A player I think should finish in the top three in the NBA's Most Valuable Player voting played a quarter, missed all four shots, and his team won its first top-tier road game of the season. Seems contradictory, right?
Well, not exactly. The Lakers' 99-93 win in Indianapolis against the Pacers was probably the team's best win of the season. Put the emphasis on team. While Kobe Bryant is the engine that drives this team, even the best cars need the remaining parts to be in working order. Tonight was the first time that the bulk of the components on the floor did that together.
Dwight Howard did not have his best game (foul trouble, under 50 percent from the field, four turnovers), but he played with energy, blocked shots (four total) and produced when it mattered. His 20 and 12 will be best remembered for the three-point play that gave the Lakers the lead for good at 90-87 with 90 seconds remaining.
Steve Nash was the distributor many expected upon his arrival. He didn't shoot great, but he played a great floor game with nine assists against just two turnovers.
For one night, Metta World Peace looked like rugged Ron Artest, circa 2006 defensively. He held David West to eight points, scored 19 points, hustled, took bad shots and basically was the whirling dervish of old on the court.
But the major difference was the bench, namely the tandem of Steve Blake and Antawn Jamison. Blake was fantastic. The easy choice for the player of this game, Blake had 18 points and seven assists and six rebounds, which alone would be great for a reserve.
Or most starters.
But the major factor was Blake's play defensively. He had four steals and two blocks but seemed to be in the middle of everything when he was on the floor. It was definitively his best game as a Laker and an extension of his underappreciated play of late.

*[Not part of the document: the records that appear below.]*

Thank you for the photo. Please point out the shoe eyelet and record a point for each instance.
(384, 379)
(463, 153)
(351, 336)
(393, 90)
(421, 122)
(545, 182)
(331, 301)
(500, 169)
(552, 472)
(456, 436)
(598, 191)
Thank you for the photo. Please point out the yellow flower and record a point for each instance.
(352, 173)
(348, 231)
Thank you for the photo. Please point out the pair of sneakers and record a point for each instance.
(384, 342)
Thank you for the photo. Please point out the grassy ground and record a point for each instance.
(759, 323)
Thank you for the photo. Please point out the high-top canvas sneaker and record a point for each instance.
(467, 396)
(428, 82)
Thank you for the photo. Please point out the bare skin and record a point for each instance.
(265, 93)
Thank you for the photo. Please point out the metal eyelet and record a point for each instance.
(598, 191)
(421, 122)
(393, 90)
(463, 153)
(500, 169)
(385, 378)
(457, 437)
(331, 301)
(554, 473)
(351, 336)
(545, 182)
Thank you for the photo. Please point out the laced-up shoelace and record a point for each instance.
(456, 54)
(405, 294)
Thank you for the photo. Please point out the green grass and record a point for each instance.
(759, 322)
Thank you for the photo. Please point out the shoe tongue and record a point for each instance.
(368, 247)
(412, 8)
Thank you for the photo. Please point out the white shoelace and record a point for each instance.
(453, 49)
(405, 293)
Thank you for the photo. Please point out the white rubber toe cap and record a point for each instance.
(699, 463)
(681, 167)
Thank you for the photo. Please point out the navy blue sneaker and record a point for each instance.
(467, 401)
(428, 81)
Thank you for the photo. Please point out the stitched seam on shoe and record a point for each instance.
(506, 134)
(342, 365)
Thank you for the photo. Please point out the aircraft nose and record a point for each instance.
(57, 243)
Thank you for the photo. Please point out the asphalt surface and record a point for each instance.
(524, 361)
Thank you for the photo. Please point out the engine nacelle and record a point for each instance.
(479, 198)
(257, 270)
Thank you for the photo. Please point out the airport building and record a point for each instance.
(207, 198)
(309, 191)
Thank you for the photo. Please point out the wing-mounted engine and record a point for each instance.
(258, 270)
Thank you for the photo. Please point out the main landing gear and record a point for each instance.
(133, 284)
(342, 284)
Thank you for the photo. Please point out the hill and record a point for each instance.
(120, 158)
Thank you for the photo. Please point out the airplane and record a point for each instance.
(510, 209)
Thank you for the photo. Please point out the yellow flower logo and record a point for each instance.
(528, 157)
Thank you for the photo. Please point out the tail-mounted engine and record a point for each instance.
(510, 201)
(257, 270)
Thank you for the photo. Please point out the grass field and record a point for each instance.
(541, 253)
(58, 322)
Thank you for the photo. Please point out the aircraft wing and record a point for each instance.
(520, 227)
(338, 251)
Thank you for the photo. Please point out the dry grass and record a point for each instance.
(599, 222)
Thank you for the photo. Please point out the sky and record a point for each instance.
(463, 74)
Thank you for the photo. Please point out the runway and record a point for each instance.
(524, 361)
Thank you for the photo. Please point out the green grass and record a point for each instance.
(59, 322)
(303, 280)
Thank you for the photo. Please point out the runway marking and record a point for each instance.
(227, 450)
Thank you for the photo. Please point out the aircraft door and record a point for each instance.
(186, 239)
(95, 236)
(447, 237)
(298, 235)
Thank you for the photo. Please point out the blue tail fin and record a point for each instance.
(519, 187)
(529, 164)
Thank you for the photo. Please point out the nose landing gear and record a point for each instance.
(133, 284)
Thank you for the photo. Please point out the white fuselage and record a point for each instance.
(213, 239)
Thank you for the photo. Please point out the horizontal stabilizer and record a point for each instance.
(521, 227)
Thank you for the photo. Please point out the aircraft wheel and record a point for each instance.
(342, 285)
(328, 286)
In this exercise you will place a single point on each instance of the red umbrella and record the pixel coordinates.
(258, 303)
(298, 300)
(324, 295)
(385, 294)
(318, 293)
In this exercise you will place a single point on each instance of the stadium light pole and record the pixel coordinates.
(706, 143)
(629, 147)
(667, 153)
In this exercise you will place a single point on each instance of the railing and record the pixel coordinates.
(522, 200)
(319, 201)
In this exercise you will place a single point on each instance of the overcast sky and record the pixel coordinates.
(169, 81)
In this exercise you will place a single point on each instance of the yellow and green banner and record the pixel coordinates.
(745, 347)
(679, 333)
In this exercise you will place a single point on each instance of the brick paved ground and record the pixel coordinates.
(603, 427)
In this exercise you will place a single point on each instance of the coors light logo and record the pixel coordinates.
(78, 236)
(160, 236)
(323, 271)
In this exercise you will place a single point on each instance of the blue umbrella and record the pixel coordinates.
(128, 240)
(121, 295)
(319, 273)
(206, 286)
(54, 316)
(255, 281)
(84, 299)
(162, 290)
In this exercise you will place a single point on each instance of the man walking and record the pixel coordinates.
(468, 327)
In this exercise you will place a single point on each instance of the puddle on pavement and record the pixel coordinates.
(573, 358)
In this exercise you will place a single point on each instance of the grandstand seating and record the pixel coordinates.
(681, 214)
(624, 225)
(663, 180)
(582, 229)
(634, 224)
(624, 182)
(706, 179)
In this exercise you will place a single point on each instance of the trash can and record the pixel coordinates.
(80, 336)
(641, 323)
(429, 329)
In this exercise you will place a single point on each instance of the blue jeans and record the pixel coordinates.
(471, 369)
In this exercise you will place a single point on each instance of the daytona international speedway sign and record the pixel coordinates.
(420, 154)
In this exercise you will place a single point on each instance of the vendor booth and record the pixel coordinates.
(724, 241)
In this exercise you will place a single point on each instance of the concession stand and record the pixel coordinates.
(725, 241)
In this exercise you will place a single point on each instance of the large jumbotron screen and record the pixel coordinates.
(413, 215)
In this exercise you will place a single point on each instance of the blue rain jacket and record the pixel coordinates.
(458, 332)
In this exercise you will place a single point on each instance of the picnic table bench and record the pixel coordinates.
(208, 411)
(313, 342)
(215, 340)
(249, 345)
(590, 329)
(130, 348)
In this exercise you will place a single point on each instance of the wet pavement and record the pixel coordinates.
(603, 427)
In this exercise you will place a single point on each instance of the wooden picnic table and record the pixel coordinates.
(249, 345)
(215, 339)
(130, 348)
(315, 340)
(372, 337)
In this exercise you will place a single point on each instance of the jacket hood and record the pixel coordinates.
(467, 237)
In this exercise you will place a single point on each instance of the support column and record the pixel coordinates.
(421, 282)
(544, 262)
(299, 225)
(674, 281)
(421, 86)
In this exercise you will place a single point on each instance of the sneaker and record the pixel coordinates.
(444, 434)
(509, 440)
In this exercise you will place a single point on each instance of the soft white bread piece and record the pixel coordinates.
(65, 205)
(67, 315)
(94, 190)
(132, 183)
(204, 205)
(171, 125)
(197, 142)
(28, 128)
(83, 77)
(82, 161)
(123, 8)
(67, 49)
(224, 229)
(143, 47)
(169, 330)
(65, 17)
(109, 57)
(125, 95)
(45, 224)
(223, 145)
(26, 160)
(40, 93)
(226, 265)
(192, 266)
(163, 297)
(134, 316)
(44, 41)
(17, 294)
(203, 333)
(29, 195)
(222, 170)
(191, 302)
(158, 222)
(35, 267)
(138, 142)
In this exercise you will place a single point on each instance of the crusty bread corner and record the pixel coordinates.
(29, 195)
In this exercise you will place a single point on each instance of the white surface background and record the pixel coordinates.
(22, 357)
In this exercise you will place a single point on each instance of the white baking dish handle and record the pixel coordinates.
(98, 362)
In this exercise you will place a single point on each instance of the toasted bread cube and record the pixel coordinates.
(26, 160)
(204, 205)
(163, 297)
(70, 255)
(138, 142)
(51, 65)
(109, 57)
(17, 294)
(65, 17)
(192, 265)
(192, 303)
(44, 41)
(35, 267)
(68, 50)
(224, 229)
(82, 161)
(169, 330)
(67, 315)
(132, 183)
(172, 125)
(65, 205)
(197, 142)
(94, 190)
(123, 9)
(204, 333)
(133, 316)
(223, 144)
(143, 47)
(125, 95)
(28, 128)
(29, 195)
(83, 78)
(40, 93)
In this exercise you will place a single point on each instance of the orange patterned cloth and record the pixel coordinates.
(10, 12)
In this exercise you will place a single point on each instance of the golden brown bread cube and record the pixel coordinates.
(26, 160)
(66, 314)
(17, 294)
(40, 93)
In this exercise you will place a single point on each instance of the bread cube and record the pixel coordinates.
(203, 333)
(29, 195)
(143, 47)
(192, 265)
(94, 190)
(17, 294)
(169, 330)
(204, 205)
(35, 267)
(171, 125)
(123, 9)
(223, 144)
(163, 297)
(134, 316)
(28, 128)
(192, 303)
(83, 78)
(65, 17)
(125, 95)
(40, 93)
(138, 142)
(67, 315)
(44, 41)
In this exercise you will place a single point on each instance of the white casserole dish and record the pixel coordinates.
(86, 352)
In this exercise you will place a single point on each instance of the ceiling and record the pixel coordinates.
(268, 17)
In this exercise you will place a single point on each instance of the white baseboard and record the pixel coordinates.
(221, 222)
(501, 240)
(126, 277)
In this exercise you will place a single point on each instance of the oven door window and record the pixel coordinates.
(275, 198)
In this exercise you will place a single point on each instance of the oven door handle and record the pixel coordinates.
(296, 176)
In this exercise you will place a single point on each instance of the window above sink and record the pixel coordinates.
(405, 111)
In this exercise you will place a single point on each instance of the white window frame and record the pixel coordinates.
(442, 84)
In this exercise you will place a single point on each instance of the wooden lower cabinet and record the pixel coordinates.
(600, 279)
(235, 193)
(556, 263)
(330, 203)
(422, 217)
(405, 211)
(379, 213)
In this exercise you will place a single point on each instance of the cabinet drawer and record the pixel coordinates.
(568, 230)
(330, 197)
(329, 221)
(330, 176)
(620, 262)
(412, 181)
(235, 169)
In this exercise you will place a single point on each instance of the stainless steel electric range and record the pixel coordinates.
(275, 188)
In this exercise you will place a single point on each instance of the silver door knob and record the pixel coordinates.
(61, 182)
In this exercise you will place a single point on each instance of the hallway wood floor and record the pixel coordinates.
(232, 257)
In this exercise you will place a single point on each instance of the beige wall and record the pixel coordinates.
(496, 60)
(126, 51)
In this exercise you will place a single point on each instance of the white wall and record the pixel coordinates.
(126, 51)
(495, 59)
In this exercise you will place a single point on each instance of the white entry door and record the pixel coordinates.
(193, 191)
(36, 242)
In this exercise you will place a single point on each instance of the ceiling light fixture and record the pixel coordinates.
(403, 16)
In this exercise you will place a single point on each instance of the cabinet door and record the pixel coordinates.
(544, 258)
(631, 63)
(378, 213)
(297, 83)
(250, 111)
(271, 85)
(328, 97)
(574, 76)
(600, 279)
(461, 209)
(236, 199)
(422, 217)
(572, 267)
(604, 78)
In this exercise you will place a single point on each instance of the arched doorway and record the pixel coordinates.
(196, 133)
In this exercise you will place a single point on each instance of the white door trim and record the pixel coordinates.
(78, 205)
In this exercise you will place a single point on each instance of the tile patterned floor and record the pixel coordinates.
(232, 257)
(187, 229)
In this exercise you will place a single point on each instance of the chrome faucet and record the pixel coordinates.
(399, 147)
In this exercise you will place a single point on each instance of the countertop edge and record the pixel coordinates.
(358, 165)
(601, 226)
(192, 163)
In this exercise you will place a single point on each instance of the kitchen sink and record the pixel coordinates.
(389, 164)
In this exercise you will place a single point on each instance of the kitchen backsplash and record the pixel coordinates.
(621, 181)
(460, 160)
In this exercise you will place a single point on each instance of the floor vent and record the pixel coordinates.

Complementing Blake was Jamison, who was big-time in the fourth quarter and finished with 17 points overall. His four three-pointers all came at timely points in the game, with the last essentially icing the game with under a minute to play.
And yes, this game was won without Bryant and Pau Gasol. There are two things I take away from the game. One, the Lakers have a legitimate nine-man rotation when Gasol returns, regardless if he starts or comes off the bench.
But more importantly, the Lakers are legitimately dangerous. It is important to note that during this stretch (now 19-7 in the last 26 games) that has put them back into the postseason, three of the losses came on the second game of a back-to-back when the team tired in the fourth quarter. Those losses against Phoenix, Denver, and Atlanta were all winnable.
Why is that relevant? Because in the normal postseason scheduling, there are no back-to-backs. This team will have normal rest and recovery against whomever they face, assuming the Lakers finish this run and officially make the playoffs.
The reality is, Los Angeles has played with a common purpose, and the result has been wins. But tonight was the first time this team showed it can be elite on the court and not just on paper. And the Lakers did it without their best player by playing with four quarters of effort.
Combine those elements with a little health, and you have the makings of a team that can finally fulfill some of the promise many hoped for it in the summer.